By JEREMY HORWITZ
Android’s international footprint has been so strong for years that it was once hard to imagine Apple’s mobile operating system dominating even a single country, but iOS is currently the leading mobile OS across every one of the 50 United States, and Safari is the top mobile browser in 49 of them, says analytics firm Mixpanel (via 9to5Mac). Another surprise: Facebook’s in-app browser is growing in popularity, and now ranks third behind Google Chrome.
Mixpanel’s study of millions of U.S. mobile device users suggests that iOS now represents nearly two-thirds of the mobile market. The current split is 65.5 percent to Android’s 34.46 percent, leaving very little space for “other” devices.
But as users on each platform — particularly Android — have the choice between multiple browsers, another interesting story has emerged: Facebook’s rise as a potential gatekeeper to the web. Through its own app, the social network now represents 8.82 percent of mobile web traffic. That’s small compared with Chrome’s 32.48 percent and Safari’s 58.06 percent, but still significant: Most people don’t even think of Facebook as a web browser, yet it’s responsible for nearly 1 in 10 web page views on mobile devices.
Facebook’s role as a filter or source of information has been the subject of strong public debates over the past couple of years, particularly as its users have been targeted by “fake news” and other political disinformation campaigns. As TechCrunch points out, the social network now has roughly 10 percent market share in 15 states, which “is notable because it means many people in those states are using Facebook as their main point of consuming online content.”

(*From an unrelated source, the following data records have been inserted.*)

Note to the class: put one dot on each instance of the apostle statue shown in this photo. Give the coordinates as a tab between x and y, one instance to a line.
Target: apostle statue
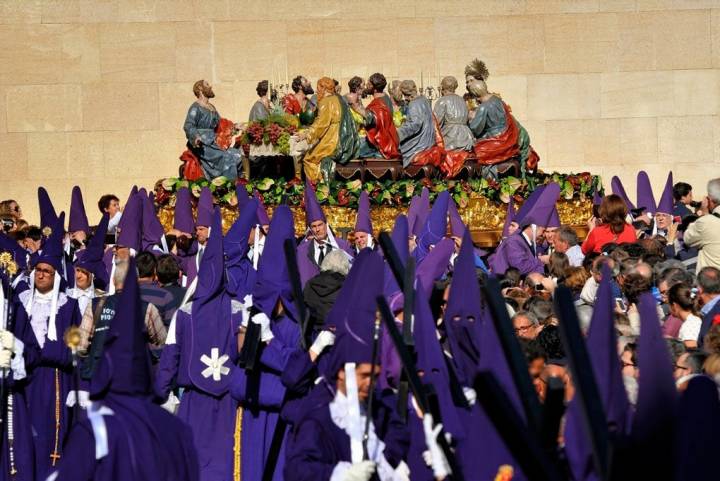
382	139
261	108
451	113
332	137
299	102
209	137
500	137
418	139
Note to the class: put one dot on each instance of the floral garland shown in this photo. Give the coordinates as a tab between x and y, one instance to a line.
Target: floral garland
275	130
388	193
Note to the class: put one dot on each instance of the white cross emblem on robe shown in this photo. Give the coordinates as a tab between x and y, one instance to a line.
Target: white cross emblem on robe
215	365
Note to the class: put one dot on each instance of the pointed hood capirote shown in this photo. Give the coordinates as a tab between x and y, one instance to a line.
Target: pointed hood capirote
52	249
183	220
273	280
601	346
509	217
78	218
48	217
130	226
363	223
666	205
152	232
124	367
435	226
619	189
354	320
313	211
645	197
213	348
91	258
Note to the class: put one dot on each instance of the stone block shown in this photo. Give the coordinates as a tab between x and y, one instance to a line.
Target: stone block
513	90
47	156
556	97
696	92
249	50
561	6
137	52
80	11
13	161
683	39
638	141
636	94
120	106
20	11
306	53
193	51
686	139
146	154
30	54
581	43
43	108
715	29
508	44
80	54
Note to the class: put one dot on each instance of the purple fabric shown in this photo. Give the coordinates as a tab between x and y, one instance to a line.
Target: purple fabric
183	212
697	442
125	365
205	208
618	189
263	217
131	223
515	252
666	205
457	227
313	211
152	231
463	311
431	360
601	345
212	327
363	223
654	420
239	269
354	324
78	218
52	249
509	218
273	282
435	227
48	217
527	206
242	196
645	197
91	258
541	213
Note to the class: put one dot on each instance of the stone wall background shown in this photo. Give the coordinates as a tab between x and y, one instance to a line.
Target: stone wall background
94	92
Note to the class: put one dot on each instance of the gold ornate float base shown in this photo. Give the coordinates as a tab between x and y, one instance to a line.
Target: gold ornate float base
484	218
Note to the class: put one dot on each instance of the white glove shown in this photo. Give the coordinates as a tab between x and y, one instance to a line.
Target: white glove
5	358
440	466
361	471
264	322
325	339
470	395
7	340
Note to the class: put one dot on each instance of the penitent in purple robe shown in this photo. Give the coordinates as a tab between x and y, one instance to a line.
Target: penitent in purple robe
201	352
261	392
49	371
124	436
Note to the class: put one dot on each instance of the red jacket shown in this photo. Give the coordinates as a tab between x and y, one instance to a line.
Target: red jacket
602	235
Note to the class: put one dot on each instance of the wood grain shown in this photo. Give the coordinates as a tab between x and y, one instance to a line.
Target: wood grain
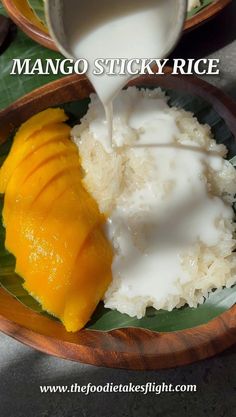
4	28
127	348
16	10
20	12
205	14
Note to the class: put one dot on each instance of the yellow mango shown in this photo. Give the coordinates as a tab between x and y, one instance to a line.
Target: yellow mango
53	226
45	128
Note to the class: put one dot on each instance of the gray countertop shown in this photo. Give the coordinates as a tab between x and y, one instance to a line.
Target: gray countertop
23	370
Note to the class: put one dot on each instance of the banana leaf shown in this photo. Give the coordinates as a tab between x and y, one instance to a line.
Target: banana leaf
105	319
195	10
38	8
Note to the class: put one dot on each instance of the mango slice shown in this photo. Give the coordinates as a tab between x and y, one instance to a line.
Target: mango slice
53	226
52	119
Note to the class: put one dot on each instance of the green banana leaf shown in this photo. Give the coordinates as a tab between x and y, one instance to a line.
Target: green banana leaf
105	319
195	10
38	8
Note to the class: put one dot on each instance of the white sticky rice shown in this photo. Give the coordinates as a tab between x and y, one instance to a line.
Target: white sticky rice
111	177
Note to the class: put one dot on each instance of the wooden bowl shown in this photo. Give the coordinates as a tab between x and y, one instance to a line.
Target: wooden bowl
206	14
125	348
21	14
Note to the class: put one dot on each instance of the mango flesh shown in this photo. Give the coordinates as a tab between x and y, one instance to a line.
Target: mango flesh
53	226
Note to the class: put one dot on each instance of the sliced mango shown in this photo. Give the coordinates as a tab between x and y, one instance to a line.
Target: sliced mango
47	127
53	226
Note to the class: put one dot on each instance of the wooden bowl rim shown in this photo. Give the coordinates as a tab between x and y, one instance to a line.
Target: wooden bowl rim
205	14
34	32
130	348
45	39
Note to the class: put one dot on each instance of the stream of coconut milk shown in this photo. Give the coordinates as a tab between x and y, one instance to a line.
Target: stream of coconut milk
120	29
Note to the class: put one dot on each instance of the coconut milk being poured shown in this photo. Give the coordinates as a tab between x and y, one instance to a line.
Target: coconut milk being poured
115	29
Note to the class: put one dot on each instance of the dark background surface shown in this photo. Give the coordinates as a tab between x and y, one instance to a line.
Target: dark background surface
23	370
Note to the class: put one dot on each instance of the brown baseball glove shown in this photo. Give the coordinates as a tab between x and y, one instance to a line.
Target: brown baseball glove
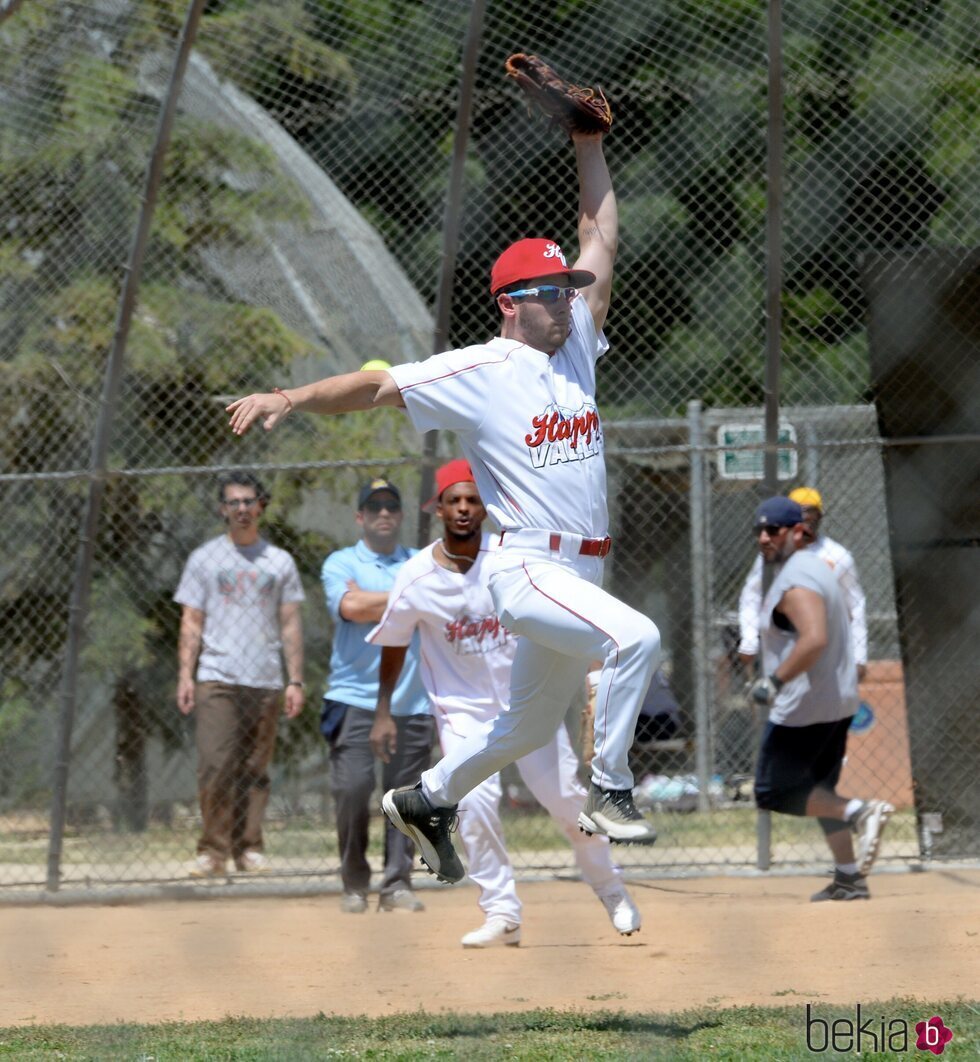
568	106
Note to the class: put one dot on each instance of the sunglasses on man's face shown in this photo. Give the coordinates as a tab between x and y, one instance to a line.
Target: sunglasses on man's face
376	504
545	293
771	529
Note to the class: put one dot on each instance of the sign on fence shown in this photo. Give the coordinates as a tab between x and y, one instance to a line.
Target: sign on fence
737	463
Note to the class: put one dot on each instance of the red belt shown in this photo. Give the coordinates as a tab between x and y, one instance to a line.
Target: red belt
589	547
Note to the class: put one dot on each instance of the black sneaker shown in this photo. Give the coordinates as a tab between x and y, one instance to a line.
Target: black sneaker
410	812
613	814
843	887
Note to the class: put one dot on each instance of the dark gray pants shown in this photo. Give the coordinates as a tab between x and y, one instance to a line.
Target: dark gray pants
353	784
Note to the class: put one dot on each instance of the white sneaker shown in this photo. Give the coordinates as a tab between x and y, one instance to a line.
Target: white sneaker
205	866
869	825
494	932
623	913
253	862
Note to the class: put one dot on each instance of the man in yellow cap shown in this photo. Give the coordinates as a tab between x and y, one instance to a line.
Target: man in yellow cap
840	561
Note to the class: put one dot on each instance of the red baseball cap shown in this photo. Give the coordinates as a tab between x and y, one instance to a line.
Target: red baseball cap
452	472
533	258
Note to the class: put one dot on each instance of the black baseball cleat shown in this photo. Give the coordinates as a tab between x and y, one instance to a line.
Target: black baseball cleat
843	887
613	814
409	810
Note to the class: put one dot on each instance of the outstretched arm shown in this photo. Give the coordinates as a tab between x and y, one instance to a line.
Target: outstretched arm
598	222
336	394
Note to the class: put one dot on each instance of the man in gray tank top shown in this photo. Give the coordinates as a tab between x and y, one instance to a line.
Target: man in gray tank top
809	684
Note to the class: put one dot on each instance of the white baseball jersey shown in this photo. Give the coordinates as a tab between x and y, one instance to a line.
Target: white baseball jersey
465	652
841	563
526	421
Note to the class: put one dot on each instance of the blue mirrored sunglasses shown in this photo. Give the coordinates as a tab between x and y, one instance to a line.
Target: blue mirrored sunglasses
547	293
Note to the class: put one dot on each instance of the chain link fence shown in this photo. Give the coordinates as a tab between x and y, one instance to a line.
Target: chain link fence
301	229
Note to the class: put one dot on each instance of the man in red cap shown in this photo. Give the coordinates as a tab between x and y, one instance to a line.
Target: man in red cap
466	655
522	407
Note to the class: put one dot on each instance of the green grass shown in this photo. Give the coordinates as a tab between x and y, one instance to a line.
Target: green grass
737	1033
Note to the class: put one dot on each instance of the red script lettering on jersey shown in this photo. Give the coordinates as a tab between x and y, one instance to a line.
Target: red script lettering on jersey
473	629
552	427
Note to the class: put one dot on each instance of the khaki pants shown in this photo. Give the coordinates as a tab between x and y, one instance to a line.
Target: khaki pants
236	734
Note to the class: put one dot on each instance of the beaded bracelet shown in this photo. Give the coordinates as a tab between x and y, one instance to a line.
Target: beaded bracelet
282	394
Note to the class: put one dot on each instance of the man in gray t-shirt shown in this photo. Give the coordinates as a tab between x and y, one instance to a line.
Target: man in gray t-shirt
241	598
809	685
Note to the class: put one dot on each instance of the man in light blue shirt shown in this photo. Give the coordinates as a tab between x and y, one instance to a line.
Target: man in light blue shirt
356	582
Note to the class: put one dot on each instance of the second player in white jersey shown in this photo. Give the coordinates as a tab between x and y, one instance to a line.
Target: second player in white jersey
466	655
523	408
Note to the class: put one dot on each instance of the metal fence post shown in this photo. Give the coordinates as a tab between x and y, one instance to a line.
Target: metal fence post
773	312
78	610
451	220
700	634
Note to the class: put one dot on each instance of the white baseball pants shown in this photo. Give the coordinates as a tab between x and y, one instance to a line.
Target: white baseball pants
565	620
549	773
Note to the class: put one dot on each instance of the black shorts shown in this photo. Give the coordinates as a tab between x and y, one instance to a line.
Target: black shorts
794	760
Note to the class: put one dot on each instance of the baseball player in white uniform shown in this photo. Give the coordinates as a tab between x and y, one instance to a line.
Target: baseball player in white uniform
466	654
832	553
523	409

While that might not be entirely accurate — someone who relies primarily on Safari, Apple News, or Flipboard might also view a few pages through Facebook — it does suggest how strong of a role Facebook is taking on iOS and Android devices. We noted last month that Facebook’s eponymous app dominated the iOS App Store for its first decade, and that Facebook-controlled apps were four of the Store’s five top free apps during that period.
Facebook’s growth is interesting, but it doesn’t have second-place share in any state — that honor is held almost universally by Chrome. Only one state, Wyoming, saw more mobile Chrome than Safari browsing, with a 65.94 percent to 30.07 percent share in Google’s favor. By comparison, Alaska, Connecticut, and Rhode Island all had 75 percent or greater Safari usage versus Chrome.
Interestingly, though Microsoft’s standalone browser Edge has been available for nearly a year on Android and iOS devices, it hasn’t won comparable interest from mobile users. Edge is part of the “other” browsers category, collectively accounting for a total of 0.64 percent of mobile browsing, Mixpanel says, leaving the once-dominant Internet Explorer maker with a considerable task ahead in winning over mobile browser users.